Eurojust, organe européen de coordination de la lutte contre la criminalité organisée, a annoncé lundi la saisie d’environ 120 millions d’euros d’actifs d’origine libanaise dans différents pays européens, dont la France. Le parquet en Allemagne a précisé que Riad Salamé, gouverneur de la Banque centrale du Liban, faisait partie des suspects dans cette enquête.
La France, l’Allemagne et le Luxembourg ont gelé 120 millions d’euros d’avoirs libanais à la suite d’une enquête pour blanchiment d’argent qui vise cinq personnes, dont le gouverneur de la Banque centrale du Liban Riad Salamé.
Ces cinq suspects sont soupçonnés d’avoir “détourné des fonds publics au Liban pour des montants de plus de 330 millions de dollars et 5 millions d’euros, respectivement, entre 2002 et 2021”, a souligné, lundi 28 mars, l’agence européenne pour la coopération judiciaire (Eurojust) dans un communiqué.
Des sources proches du dossier ont précisé à l’AFP que ces cinq personnes étaient Riad Salamé et quatre membres de sa famille ou de son entourage.
>> À lire : Riad Salamé, le grand argentier du Liban visé par la justice française
Le parquet financier français (PNF) avait ouvert le 2 juillet 2021 une information judiciaire visant le riche patrimoine en Europe du responsable libanais, sur lequel pèsent les chefs d’accusation de blanchiment en bande organisée et association de malfaiteurs.

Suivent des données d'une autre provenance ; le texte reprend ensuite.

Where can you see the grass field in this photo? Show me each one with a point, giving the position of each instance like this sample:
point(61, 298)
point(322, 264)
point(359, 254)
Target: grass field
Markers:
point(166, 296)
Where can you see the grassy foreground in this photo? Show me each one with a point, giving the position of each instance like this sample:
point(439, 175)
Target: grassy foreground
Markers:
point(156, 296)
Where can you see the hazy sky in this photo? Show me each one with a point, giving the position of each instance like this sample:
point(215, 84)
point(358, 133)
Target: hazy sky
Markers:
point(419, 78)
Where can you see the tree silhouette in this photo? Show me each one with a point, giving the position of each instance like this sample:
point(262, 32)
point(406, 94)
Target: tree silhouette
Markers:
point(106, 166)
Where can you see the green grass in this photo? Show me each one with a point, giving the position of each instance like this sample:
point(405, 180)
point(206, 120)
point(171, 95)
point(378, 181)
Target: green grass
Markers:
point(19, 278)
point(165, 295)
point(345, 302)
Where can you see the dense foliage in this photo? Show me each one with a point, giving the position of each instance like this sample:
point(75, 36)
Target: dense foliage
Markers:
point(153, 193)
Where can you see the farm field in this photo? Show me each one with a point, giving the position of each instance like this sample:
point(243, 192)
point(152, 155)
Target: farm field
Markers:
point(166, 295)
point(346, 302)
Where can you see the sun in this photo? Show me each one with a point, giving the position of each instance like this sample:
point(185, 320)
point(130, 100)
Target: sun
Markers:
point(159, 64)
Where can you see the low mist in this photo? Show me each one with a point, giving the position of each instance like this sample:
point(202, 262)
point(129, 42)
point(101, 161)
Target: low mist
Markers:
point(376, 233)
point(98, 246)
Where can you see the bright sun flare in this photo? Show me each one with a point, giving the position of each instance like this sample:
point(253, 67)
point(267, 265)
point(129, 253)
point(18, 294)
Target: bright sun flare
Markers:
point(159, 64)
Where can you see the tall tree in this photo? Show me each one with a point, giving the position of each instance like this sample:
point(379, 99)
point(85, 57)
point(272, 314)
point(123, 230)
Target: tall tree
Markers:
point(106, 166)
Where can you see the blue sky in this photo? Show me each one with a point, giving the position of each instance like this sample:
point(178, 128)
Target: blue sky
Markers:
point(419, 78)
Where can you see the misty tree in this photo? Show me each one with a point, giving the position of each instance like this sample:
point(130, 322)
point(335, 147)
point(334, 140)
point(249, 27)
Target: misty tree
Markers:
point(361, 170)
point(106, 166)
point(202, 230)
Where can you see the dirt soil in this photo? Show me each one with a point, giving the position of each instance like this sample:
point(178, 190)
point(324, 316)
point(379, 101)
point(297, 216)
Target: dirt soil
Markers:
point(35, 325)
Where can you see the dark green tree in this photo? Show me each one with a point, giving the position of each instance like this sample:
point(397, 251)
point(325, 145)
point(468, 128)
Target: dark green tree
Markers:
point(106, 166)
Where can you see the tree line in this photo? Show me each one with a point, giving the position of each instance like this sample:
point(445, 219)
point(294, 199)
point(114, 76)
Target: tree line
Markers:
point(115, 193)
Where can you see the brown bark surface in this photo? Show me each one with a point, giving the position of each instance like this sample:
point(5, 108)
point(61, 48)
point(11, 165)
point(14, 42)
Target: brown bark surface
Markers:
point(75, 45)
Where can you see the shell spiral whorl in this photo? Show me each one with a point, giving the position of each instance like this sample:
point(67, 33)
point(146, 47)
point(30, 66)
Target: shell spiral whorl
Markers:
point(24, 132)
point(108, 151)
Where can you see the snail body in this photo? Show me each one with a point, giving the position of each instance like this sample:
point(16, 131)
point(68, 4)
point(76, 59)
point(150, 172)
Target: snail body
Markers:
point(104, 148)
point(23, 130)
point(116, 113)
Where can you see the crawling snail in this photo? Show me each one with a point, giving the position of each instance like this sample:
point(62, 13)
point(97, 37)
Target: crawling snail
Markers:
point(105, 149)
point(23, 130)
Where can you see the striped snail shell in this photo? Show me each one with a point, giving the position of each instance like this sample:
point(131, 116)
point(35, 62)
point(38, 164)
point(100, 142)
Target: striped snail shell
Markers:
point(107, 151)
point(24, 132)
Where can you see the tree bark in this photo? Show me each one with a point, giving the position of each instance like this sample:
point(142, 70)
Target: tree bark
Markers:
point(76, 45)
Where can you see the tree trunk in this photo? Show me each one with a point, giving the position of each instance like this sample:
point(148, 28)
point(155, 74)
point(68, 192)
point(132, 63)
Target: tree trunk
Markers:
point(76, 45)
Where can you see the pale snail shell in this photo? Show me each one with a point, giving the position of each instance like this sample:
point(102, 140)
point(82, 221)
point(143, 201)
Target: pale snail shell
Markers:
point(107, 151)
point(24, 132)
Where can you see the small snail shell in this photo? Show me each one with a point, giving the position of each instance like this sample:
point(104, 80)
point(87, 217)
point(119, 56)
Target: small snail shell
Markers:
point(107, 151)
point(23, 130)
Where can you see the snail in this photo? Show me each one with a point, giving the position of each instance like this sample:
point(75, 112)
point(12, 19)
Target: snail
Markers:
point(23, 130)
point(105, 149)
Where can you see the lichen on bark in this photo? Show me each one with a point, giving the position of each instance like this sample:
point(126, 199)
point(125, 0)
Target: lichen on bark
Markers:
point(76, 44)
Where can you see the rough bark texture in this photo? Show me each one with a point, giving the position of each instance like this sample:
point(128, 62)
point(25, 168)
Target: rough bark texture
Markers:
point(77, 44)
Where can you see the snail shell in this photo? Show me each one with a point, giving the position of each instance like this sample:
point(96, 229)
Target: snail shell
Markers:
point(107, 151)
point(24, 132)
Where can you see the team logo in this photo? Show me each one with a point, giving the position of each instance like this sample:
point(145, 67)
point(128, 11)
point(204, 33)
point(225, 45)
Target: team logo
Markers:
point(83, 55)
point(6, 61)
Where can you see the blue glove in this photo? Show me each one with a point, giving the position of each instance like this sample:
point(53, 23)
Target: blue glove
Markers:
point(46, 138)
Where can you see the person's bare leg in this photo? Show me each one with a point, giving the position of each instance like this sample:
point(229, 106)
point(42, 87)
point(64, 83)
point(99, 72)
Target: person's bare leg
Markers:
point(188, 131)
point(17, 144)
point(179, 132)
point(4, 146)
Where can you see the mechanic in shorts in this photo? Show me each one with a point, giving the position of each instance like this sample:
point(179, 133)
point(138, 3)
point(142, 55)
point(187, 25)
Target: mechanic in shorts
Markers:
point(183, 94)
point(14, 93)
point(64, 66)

Cible d’une série d’enquêtes judiciaires aussi bien au Liban qu’à l’étranger, Riad Salamé fait également l’objet de nouvelles accusations liées à un “enrichissement illicite” émises par une juge à Beyrouth, avait indiqué une source judiciaire le 21 mars.
Des “saisies d’ampleur”
Le PNF a salué sur Twitter des “saisies d’ampleur” dans le cadre d’une information judiciaire qu’il avait ouverte pour des chefs de “blanchiment en bande organisée, d’association de malfaiteurs et de recel de délit commis notamment en France et au Liban”.
Eurojust, qui a coordonné l’opération, n’a pour sa part pas donné d’informations sur l’identité des suspects et insisté sur le fait que ces derniers sont “présumés innocents jusqu’à ce qu’ils aient été reconnus coupables”.
En France, les autorités ont saisi, vendredi dernier, deux ensembles immobiliers à Paris d’une valeur totale de 16 millions d’euros, a détaillé Eurojust. Il s’agit de deux appartements situés dans le XVIe arrondissement de Paris, selon une source proche du dossier.
Plusieurs comptes bancaires ont également été saisis en France (2,2 millions d’euros) et à Monaco (46 millions d’euros), ainsi qu’un immeuble à Bruxelles d’une valeur de 7 millions d’euros, a précisé Eurojust.
Les autorités judiciaires allemandes ont pour leur part saisi trois propriétés (une à Hambourg, deux à Munich). Des parts dans une société immobilière basée à Düsseldorf ont également été sécurisées. Outre les propriétés, valant actuellement environ 28 millions d’euros, d’autres actifs d’environ 7 millions d’euros ont été saisis dans toute l’Allemagne, a précisé Eurojust.
Riad Salamé estime être un “bouc-émissaire” de la crise
Au Luxembourg, environ 11 millions d’euros ont été saisis sur plusieurs comptes bancaires, selon l’agence.
La procédure judiciaire contre Riad Salamé a pour point de départ les plaintes déposées en avril à Paris par la fondation suisse Accountability Now d’un côté et, de l’autre, l’ONG Sherpa et le “Collectif des victimes des pratiques frauduleuses et criminelles au Liban”, constitué d’épargnants spoliés dans la crise qui frappe le pays depuis 2019.
>> À lire : Le retrait de Saad Hariri, un séisme politique qui rebat toutes les cartes au Liban
Alors que le Liban est confronté à une crise économique sans précédent, ce proche du clan de la famille Hariri est conspué par la rue, qui le soupçonne d’avoir, comme d’autres responsables du pays, transféré d’importantes sommes à l’étranger lors du soulèvement d’octobre 2019.
Il s’en est défendu dans les médias, estimant être le “bouc-émissaire” de la crise et affirmant avoir fait fructifier le patrimoine de 23 millions de dollars (19,5 millions d’euros) qu’il détenait en 1993 lors de sa prise de fonction à la tête de la Banque centrale.
“Nous exercerons tous les recours utiles”, a réagi lundi Me Pierre-Olivier Sur, l’avocat de Riad Salamé en France.